Application and Question -
But what does that mean? One of the hardest things to do when someone is struggling with sin, addiction, or any other sort of unhealthy situation is trying to get them to recognize that they are indeed enslaved to something dangerous and harmful. There comes a time when debate and discussion are of no more use. It is no longer a matter of the head but of the heart, and nobody can change hearts but God. Paul was desperate for those whose hearts had been changed to not be fooled or led astray. He urges them and us not to submit again to the yoke of slavery from which we were liberated.

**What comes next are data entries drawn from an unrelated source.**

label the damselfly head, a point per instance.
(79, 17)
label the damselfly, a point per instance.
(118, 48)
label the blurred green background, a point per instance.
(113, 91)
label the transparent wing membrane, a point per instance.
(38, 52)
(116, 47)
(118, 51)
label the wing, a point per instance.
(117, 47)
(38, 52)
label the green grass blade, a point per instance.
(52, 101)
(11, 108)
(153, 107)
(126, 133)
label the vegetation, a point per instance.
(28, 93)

We must not be ignorant of the schemes of Satan either who constantly seeks to divide and conquer like a pack of wolves – to isolate members of the church one by one and pick them off, inflating their pride and self-reliance to the point where they are unable to recognize their own sin. It is good to get a reality check now and again, however God requires us not to submit ourselves to Him occasionally and only when we get off track but to live and walk attentively by His side. Psalm 32:9 says “Do not be like the horse or the mule, which have no understanding but must be controlled by bit and bridle or they will not come to you.”

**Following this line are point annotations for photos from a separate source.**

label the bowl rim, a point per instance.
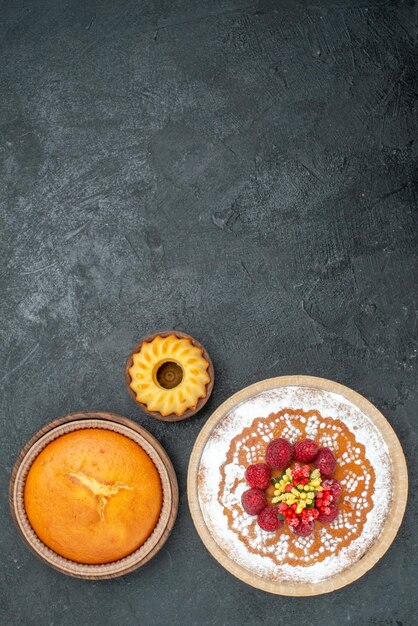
(109, 421)
(209, 387)
(390, 527)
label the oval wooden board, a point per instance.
(390, 528)
(96, 419)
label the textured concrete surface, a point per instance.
(245, 171)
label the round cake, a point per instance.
(285, 520)
(93, 496)
(169, 375)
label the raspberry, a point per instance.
(258, 476)
(306, 450)
(279, 453)
(253, 501)
(328, 515)
(325, 462)
(334, 487)
(268, 519)
(303, 530)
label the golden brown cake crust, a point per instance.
(93, 496)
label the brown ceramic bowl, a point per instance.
(124, 426)
(172, 417)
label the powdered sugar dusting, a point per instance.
(275, 557)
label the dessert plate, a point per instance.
(115, 423)
(370, 465)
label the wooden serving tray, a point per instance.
(124, 426)
(391, 525)
(202, 401)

If any of us read the words of Paul in Galatians 3-4 (or even these ones, as I am speaking from Scripture) and believes that you certainly cannot be guilty of arrogance or pride or are blind to your own sin, that you are too well-read, too experienced, too in-the-know to be wrong, rest assured that all these words are levelled directly at you. Paul was desperately concerned with the unity of the church in both letters to the Corinthians and though the reasons for division are different with the Galatians, the same alarm bells are ringing.

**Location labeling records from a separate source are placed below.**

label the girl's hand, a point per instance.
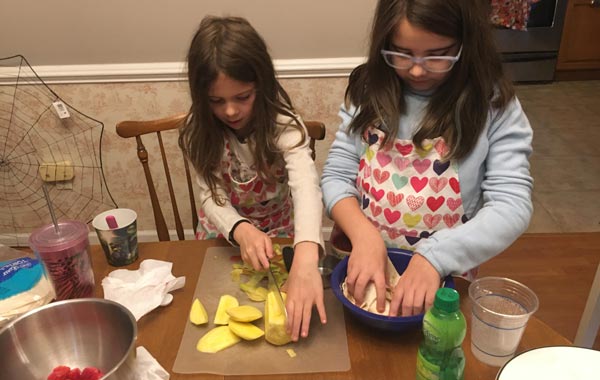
(255, 246)
(416, 288)
(367, 263)
(304, 290)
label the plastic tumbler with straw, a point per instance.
(63, 247)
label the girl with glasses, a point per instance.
(251, 152)
(432, 153)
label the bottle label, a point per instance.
(19, 275)
(426, 370)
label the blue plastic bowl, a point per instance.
(400, 259)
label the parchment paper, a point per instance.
(325, 350)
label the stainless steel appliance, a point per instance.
(531, 55)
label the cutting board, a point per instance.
(324, 350)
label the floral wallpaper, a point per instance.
(315, 98)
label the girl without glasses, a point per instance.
(250, 150)
(432, 153)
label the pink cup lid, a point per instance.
(72, 234)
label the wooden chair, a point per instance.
(127, 129)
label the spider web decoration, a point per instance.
(36, 143)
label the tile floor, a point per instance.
(565, 163)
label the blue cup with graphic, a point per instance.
(117, 233)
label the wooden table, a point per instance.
(373, 354)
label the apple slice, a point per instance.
(225, 302)
(198, 314)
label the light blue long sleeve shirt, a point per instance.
(495, 185)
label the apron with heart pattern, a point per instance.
(268, 206)
(407, 192)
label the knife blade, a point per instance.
(273, 286)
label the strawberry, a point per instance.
(74, 374)
(59, 373)
(91, 373)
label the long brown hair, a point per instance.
(230, 45)
(459, 108)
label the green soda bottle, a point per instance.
(440, 355)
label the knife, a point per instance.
(273, 286)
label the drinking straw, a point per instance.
(49, 203)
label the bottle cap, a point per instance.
(447, 299)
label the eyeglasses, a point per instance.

The Lord desires us all to act humbly, to live in that humility which we saw exemplified in Christ who gave up His security for the sake of others, that we can recognize when our eyes and ears are leading us astray. Are you preaching salvation by works? Are you dividing the body and isolating yourself? Who or what do you prize most in this entire life? Remember the words of Jesus Christ. If we find ourselves torn between standing up for ourselves and laying our lives down for the sake of the Body of Christ then be comforted, for Luke 14:26-7 says “If anyone comes to me and does not hate father and mother, wife and children, brothers and sisters—yes, even their own life—such a person cannot be my disciple. And whoever does not carry their cross and follow me cannot be my disciple.”
Christ gave up His life not so that we could take it and go our own ways, but that we would actually, honestly DIE to ourselves, our opinions, our ideas, and LIVE for Him! Heaven forbid we actually do that in this day and age, that we actually step out in faith and burst the bubble of arrogance and pride. Are we serious about the unity of the Body? Thenet us submit ourselves fully to Christ. Those same Galatians who preached the law were sincere, but sincerity is not a mark of truth. “Oh, foolish Galatians! Who has cast an evil spell on you?” Let us no longer be fools but be wise, for the days are evil and few. We must never be found to hinder the work of God. We have been broken out of prison, and the life we had there was no life at all. Let us lay down our life for Christ and live by faith in Him, hating our own lives and sacrificing our comforts and beliefs for the sake of His heavenly Kingdom.
Lord Jesus, thank you for setting us free from the law of sin and death, for opening our eyes and doing for us what we could never have done on our own. Please help us submit in true humility to you and go where you would have us go, never considering ourselves but emptying ourselves for others, that we might work to keep the unity of your Body in faith and works, to the glory of your Holy Name. Amen.